Read the whole thing.
Earlier this week, we learned that every member of an Iraqi delegation of minority groups, including representatives of the Yazidi and Turkmen Shia religious communities, has been granted visas to come for official meetings in Washington — save one. The single delegate whose visitor visa was denied happens to be the group’s only Christian from Iraq.
Sister Diana Momeka of the Dominican Sisters of Saint Catherine of Siena was informed on Tuesday by the U.S. consulate in Erbil that her non-immigrant-visa application has been rejected. The reason given in the denial letter, a copy of which I have obtained, is:
You were not able to demonstrate that your intended activities in the United States would be consistent with the classification of the visa.
She told me in a phone conversation that, to her face, consular officer Christopher Patch told her she was denied because she is an “IDP” or Internally Displaced Person. “That really hurt,” she said. Essentially, the State Department was calling her a deceiver.
The State Department officials made the determination that the Catholic nun could be falsely asserting that she intends to visit Washington when secretly she could be intending to stay. That would constitute illegal immigration, and that, of course, is strictly forbidden. Once here, she could also be at risk for claiming political asylum, and the U.S. seems determined to deny ISIS’s Christian victims that status.
It is wholly unlikely that Sister Diana wants to come to America for sanctuary. Her community, the Dominican Sisters of Saint Catherine of Siena have had a presence in Iraq since the 14th Century.

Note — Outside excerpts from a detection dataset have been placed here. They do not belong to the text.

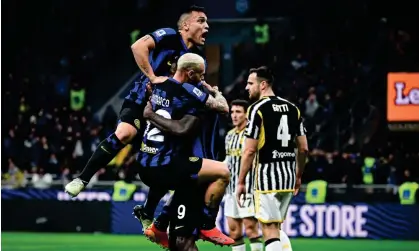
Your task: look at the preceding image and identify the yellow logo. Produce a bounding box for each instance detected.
[134,119,140,129]
[189,157,199,162]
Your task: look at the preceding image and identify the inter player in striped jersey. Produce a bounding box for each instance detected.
[224,100,263,251]
[137,53,234,246]
[236,66,308,251]
[65,6,209,196]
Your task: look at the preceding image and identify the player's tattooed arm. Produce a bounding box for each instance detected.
[143,102,199,136]
[131,35,156,83]
[205,91,229,113]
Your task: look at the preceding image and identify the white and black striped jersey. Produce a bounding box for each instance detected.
[225,128,254,194]
[245,96,306,192]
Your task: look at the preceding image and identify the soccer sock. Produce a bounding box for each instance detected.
[231,237,246,251]
[249,237,263,251]
[154,196,173,231]
[279,230,292,251]
[79,133,125,183]
[201,205,218,230]
[144,188,167,218]
[265,238,282,251]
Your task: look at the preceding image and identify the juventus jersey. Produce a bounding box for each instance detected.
[225,128,254,194]
[245,96,306,192]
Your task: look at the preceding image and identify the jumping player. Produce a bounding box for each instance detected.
[65,6,209,197]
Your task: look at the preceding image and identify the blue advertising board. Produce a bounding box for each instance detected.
[2,189,419,240]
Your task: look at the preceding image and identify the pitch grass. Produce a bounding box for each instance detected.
[1,232,419,251]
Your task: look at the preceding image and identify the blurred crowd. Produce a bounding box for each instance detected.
[2,1,419,188]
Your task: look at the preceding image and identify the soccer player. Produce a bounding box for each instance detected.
[137,53,234,246]
[224,100,263,251]
[236,66,308,251]
[65,6,209,197]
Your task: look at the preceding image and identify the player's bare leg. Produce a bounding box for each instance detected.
[65,122,137,197]
[261,222,282,251]
[243,217,263,251]
[169,236,198,251]
[279,230,292,251]
[227,217,246,251]
[198,159,234,245]
[144,193,173,248]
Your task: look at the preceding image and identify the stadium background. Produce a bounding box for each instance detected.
[1,0,419,251]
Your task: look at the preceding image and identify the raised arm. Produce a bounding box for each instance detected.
[131,28,177,84]
[131,35,156,82]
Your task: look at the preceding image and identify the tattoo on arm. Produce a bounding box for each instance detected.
[205,91,228,113]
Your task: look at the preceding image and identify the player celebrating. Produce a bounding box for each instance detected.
[65,3,209,197]
[138,53,234,246]
[236,67,308,251]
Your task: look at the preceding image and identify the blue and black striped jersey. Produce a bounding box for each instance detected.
[125,28,205,105]
[137,78,209,167]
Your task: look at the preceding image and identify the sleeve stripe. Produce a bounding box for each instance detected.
[248,99,270,135]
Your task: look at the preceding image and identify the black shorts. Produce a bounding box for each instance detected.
[119,99,145,131]
[169,183,205,239]
[138,157,202,190]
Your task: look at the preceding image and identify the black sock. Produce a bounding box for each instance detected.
[154,204,170,231]
[144,188,168,218]
[201,205,219,230]
[79,133,125,183]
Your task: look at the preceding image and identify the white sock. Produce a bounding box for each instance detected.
[279,230,292,251]
[265,240,282,251]
[250,242,263,251]
[231,244,246,251]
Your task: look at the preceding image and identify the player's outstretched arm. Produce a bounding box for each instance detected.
[294,135,308,195]
[144,103,199,136]
[202,81,229,113]
[131,35,156,83]
[205,91,229,113]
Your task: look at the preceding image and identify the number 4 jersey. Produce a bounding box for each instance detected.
[137,78,209,167]
[245,96,305,191]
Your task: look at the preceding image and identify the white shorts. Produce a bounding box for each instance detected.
[224,194,255,219]
[255,191,292,223]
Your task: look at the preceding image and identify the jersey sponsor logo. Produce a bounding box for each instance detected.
[189,157,199,162]
[134,119,141,129]
[272,150,295,159]
[193,88,204,97]
[151,94,170,107]
[272,104,289,112]
[226,148,242,157]
[141,143,159,154]
[154,30,166,37]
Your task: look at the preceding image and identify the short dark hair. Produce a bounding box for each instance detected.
[249,66,274,85]
[231,99,249,112]
[182,5,207,14]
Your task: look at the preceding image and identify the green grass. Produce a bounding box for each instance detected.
[1,233,419,251]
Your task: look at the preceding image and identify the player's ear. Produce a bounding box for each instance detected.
[188,70,195,79]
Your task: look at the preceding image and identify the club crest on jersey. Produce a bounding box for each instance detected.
[134,119,141,129]
[155,30,166,37]
[189,157,199,162]
[193,88,203,97]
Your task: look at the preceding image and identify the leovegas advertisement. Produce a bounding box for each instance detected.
[387,72,419,122]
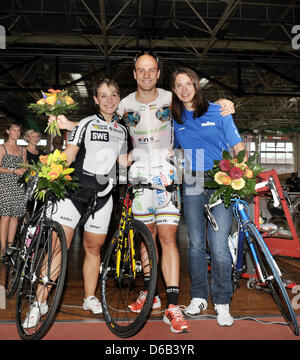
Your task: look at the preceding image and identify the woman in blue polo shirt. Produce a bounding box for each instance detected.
[171,68,245,326]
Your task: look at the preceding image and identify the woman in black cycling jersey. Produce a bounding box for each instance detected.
[24,79,127,327]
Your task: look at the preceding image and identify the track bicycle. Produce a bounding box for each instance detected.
[100,178,175,338]
[203,179,299,336]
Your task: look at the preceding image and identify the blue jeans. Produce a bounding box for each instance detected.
[183,182,233,304]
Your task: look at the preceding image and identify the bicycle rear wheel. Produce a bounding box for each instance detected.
[16,221,67,340]
[100,220,157,338]
[5,213,29,299]
[249,224,299,336]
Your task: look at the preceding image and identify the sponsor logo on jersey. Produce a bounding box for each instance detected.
[91,131,109,141]
[201,121,216,126]
[92,124,107,130]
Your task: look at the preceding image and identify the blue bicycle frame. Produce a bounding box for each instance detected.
[204,198,299,335]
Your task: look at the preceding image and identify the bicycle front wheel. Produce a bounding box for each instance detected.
[249,224,299,336]
[100,220,157,338]
[16,221,67,340]
[5,213,29,299]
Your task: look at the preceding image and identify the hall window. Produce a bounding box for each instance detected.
[260,140,294,173]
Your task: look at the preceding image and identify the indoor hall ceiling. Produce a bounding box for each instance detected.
[0,0,300,138]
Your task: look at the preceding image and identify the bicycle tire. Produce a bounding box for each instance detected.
[16,220,67,340]
[248,224,299,336]
[100,220,157,338]
[5,213,29,299]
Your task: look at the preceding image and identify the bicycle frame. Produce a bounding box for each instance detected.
[232,199,282,284]
[116,188,136,278]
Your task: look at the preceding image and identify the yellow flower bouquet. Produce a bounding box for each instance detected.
[204,150,263,207]
[28,89,78,135]
[24,150,79,201]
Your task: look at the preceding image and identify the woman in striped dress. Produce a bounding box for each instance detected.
[0,123,26,255]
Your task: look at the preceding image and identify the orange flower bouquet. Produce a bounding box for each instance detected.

They have been on the frontlines amid the horror of ISIS’ advances and they have sent out communiques to let the world know what is happening. I doubt very much that this nun, who is dedicated to her mission, is seeking to escape.
Because I am sick I am having trouble being diplomatic; this refusal to permit entry to Sister Diana, and the excuse given sound like pure-d bullcrap to me.
Why does this administration go out of its way to avoid noticing or mentioning what is happening to Christians in Iraq and Libya and elsewhere? Why are Catholic nuns too suspect to be allowed into the country? What is the problem, exactly?
Yes, we certainly ought not let people like these into the United States!
NOTE: I’m still on the mend from a severe illness, and not ready to sit up at my desk all day, comments will remain unmoderated but, as earlier, if they become obnoxious I will close them.